As I put my hand to my keyboard to write my first editor’s comment of 2014 I have to ask myself one overriding question first. What does the year hold in store for the mining industry, globally, and more pertinently, in Africa?

Truth be told, it’s hard to be optimistic considering we have been going through a ‘rough patch’ and a relatively long one at that – which also doesn’t seem quite over, yet. Will 2014 signal the start of a turnaround that I know everyone is rather desperate for?

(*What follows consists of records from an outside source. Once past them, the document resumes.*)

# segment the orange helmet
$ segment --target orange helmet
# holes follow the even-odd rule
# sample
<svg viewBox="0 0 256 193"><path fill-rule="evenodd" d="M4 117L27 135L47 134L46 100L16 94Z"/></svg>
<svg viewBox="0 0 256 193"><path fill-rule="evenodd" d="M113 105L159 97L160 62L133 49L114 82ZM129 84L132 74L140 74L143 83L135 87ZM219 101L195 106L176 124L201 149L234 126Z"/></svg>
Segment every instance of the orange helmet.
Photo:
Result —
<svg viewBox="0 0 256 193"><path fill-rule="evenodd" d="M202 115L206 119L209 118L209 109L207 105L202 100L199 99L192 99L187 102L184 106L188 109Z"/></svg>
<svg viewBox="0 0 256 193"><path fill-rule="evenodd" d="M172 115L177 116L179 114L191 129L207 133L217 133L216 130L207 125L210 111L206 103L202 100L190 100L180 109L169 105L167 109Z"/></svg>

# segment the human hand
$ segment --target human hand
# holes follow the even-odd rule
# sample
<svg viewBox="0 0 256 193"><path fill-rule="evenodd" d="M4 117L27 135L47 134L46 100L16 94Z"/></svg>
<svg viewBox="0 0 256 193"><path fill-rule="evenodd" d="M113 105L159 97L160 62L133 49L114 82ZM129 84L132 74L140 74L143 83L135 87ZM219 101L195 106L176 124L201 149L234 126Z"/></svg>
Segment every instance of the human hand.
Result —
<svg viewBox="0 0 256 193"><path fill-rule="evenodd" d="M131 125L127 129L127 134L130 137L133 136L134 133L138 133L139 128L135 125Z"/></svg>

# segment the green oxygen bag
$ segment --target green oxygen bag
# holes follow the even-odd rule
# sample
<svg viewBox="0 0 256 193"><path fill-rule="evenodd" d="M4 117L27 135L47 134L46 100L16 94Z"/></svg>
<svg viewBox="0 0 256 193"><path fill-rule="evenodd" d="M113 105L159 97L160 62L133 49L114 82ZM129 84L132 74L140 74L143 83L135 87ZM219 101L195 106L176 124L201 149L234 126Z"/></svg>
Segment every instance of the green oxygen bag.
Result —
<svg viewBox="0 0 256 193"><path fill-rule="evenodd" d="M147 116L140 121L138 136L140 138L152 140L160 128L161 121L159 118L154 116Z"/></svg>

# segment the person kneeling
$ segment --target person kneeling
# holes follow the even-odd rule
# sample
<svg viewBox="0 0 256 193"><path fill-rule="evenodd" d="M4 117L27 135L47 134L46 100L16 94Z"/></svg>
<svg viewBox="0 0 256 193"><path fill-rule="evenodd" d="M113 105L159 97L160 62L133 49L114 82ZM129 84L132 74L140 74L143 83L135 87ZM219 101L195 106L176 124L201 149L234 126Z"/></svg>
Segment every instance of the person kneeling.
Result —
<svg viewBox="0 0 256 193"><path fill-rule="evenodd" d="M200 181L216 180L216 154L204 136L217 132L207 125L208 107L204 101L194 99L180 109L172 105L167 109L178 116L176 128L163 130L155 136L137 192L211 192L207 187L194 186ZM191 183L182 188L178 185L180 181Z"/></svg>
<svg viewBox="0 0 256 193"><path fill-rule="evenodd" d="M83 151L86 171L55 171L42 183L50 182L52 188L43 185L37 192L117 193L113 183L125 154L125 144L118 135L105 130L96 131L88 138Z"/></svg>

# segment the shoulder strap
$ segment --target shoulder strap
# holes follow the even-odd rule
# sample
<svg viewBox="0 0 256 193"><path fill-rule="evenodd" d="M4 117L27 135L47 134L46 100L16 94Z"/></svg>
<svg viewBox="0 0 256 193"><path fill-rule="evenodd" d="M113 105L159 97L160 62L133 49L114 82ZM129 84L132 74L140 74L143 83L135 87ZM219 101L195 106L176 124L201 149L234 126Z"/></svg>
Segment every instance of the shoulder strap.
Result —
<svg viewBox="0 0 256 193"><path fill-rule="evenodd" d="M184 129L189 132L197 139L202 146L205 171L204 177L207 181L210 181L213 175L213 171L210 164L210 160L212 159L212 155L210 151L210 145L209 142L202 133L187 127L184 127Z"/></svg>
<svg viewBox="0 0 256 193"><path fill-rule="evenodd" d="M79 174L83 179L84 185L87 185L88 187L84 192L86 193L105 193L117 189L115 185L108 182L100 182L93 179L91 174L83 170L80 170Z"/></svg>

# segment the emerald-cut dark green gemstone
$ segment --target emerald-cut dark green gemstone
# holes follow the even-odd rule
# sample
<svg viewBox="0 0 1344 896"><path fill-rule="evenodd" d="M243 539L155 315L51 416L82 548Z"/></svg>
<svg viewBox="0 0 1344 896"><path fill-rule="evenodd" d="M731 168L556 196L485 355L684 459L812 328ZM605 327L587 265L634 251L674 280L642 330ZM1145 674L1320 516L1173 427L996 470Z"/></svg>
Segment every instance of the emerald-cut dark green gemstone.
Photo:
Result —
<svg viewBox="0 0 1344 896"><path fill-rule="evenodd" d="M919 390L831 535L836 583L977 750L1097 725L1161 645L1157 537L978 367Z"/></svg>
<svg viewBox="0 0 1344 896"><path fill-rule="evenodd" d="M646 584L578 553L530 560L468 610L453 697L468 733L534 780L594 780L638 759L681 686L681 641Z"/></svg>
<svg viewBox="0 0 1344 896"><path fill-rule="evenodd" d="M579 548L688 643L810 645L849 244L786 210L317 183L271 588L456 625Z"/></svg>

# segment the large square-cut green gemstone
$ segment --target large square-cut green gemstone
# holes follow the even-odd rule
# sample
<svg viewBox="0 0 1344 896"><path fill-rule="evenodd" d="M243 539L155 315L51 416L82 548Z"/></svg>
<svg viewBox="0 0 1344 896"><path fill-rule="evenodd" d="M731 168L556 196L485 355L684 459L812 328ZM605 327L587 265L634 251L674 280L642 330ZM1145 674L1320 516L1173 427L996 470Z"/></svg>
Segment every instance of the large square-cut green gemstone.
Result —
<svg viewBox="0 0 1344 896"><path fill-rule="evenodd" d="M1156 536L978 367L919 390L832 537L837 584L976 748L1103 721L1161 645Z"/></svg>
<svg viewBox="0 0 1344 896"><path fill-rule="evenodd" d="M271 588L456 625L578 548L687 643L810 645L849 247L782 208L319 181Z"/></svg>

Let’s look at the facts for a minute – briefly and unemotionally. The general way in ‘which we mine’ has undoubtedly changed with permanency in certain ways. Raising capital is no easy task anymore – lenders are and remain more wary and are not so quick to throw money at just any project. That ‘hush hush’ word nationalism that no one really speaks of anymore hasn’t entirely gone away and may even be on the table in places like Canada and Australia. Metal prices remain, let’s be honest, enough to ensure projects are viable, but not enough to deliver comfortable profits (the reasons for this require a separate column so I won’t go into detail here) and if strikes and wage increases keep escalating as they have in South Africa, the power of our intensive labour workforce will continue to reveal its tripling true colours.

African governments are also getting smarter! You can’t just come in, find a nice deposit, develop and export your metal of choice and make shareholders rich – Africa wants its cut – rightfully so if we’re being honest. This also links nicely with a phrase that has become increasingly significant in our industry, social licence to operate, which means making financial friendships with the government is not sufficient to ensure operational success. Gaining the support of the communities around which you want to operate has become non-negotiable and is the real key to making new mines. It requires massive amounts of continual effort and work to ensure you have the support of the right people and once you have it, to keep it as well.

And let’s not forget about the environment. Mines have been looking after their environments for decades already, or have they? The answer actually doesn’t matter. The reality is that governments want clearly defined, well planned environmental programmes and procedures put in place from planning stage, and nothing short of this will cut it any longer.

On paper, the situation appears as daunting as it actually is and I haven’t even looked at the increase in lower grade deposits, the ‘higher grade’ technology they require financially, or the on-going infrastructure challenges that we are all so familiar with as we move deeper and deeper into unchartered territory.

But, and this is a big but, the point I am actually trying to make is not that our industry is facing a slow death. The projects I have selected as choice projects in this issue will in fact show our robust, adaptive and unwavering commitment to ‘making it work’. What I present to you are success stories, mines that are making it against the odds and they must be saluted.

Finsch for example is no longer working towards closure. Owners Petra Diamonds is investing billions to expand the mine by accessing an entirely new block of kimberlite. Kangala’s development path to production is practically record-breaking – highly impressive for a junior. Namoya, Banro’s second operational mine in the DRC, delivered first gold as promised. Considering this mine’s remote location and required infrastructure, it is nothing short of impressive. The Manica project in Mozambique, which has been sitting on the shelf untouched for years, is finally taking its first steps to production, which we should see in less than two years. Tschudi is entering its development phase as you read this and will deliver world-class technology to a low grade deposit that might otherwise have not been considered worthwhile. And Kalia, an iron ore deposit with huge potential, will likely open the door to Guinea’s mining prospects, and it belongs to a junior.

So, taking all over the above into account, I will attempt to answer my question – what does the year hold in store for the mining industry? The experts are cautiously optimistic yes but I say that regardless of circumstances, our industry is pressing on, putting one step in front of the other and doing what needs to be done. New mines are emerging, expansions are happening and miners are looking for answers and solutions and different ways to getting around challenging circumstances, and they’re doing it! Bring on 2014 – the industry is proving that it can handle the challenges it encountered. And that my mining friends is why I love our industry.

Best of luck for the new year. I hope it is a prosperous one for all of us.